- Born: 26 April 1931 Lviv
- Died: 31 May 2025 (aged 94) Geneva
- Alma mater: University of Geneva ;
- Occupation: Union organizer
- Employer: International Union of Food (1968–1997) ;
- Spouse(s): Elizabeth Focht, Joëlle Kuntz

= Dan Gallin =

Polish-born trade unionist (1931–2025)

Dan Gallin (26 April 1931 – 31 May 2025) was a Polish-born labour activist and trade unionist. He served as Secretary General of the International Union of Food, Agricultural, Hotel, Restaurant, Catering, Tobacco and Allied Workers' Associations (IUF) from 1968 to 1997. In 1997 he founded the Global Labour Institute.

== Biography ==
Gallin was born in Lvov, Poland (now Lviv, Ukraine) on 26 April 1931, to Ana Kuharczik and Trajan Gallin, a Romanian diplomat.

His father was later posted in Germany, and sent him to Switzerland for safety in 1943. He graduated with a baccalauréat from Ecole Lemania in Lausanne in 1949. He studied at University of Kansas, and obtained a master of sociology at University of Geneva.
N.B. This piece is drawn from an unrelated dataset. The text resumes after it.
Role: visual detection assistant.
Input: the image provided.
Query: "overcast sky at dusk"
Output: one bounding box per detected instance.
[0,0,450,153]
He joined the IUF in 1960, and became its general secretary in 1968. While at IUF, he expanded membership to organizations worldwide to prevent strikebreaking by utilizing foreign workers. Notably, he supported the Self Employed Women's Association (SEWA) in securing the 1996 Home Work Convention. He was known for his mentoring, and was elected and re-elected president of the International Federation of Workers' Education Associations (IFWEA) from 1991 to 2003. He became the first director of WIEGO’s Organization and Representation Programme in 2000.

He died on 31 May 2025, at the age of 94.